MATCH (h:Person{name:"Tom Hanks"})-[r:ACTED_IN]->(m:Movie)
WITH h, r, count(m) as movies
WHERE movies > 3
RETURN h,r, movies
MATCH (h:Person{name:"Tom Hanks"})-[r:ACTED_IN]->(m:Movie)
WITH h,r, count(m) as movies
WHERE movies > 3
RETURN movies
MATCH (h:Person{name:"Tom Hanks"})-[r:ACTED_IN]->(m:Movie)
WITH h, m,count(m) as movies
WHERE movies > 3
RETURN h, m
MATCH (h:Person)-[r:ACTED_IN]->(m:Movie)
WITH h, r, m,count(m) as movies
WHERE movies > 6
RETURN h, m
MATCH p=(h:Person{name:"Tom Hanks"})-[r:ACTED_IN]->(m:Movie)
WITH p, count(r) as movies
WHERE movies > 3
RETURN p
Queries 1 through 4 are just different variations of the main query, where I just add different variables to the WITH clause, so they 're carried over to the next stage of the query. In Query 5, I try to count the relationships, which should ideally behave the same way as counting the destination (movie) node, but doesn't work.
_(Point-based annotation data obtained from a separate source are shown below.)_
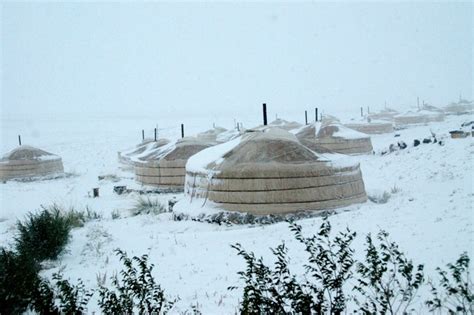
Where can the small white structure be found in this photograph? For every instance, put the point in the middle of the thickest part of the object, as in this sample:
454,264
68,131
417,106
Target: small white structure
330,136
29,162
370,126
142,151
460,108
280,123
212,134
270,172
422,116
385,114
I also tried fiddling with the FOLLOWS
relationship in the movie graph, with this query -
MATCH p=()-[r:FOLLOWS]->(b:Person)
WITH count(b) AS popular
WHERE popular > 1
RETURN popular;
This query returns 3, because there are three FOLLOWS relationships in the graph -
══════════════════════════════════════════════════════════╕
│"p" │
╞══════════════════════════════════════════════════════════╡
│[{"name":"Paul Blythe"},{},{"name":"Angela Scope"}] │
├──────────────────────────────────────────────────────────┤
│[{"name":"James Thompson"},{},{"name":"Jessica Thompson"}]│
├──────────────────────────────────────────────────────────┤
│[{"name":"Angela Scope"},{},{"name":"Jessica Thompson"}] │
└──────────────────────────────────────────────────────────┘
But if I add the WITH
clause and count()
to this query, it doesn't return anything
MATCH p=(a)-[r:FOLLOWS]->(b:Person)
WITH a,count(b) AS pop
WHERE pop > 1
RETURN a,pop;
I think I'm missing some key piece of underlying information about how WITH and count() works.
11-21-2019 05:39 AM
why does
not work? because for each relationship (which happens to be unique) from the Tom Hanks :Person node you are counting number of movies.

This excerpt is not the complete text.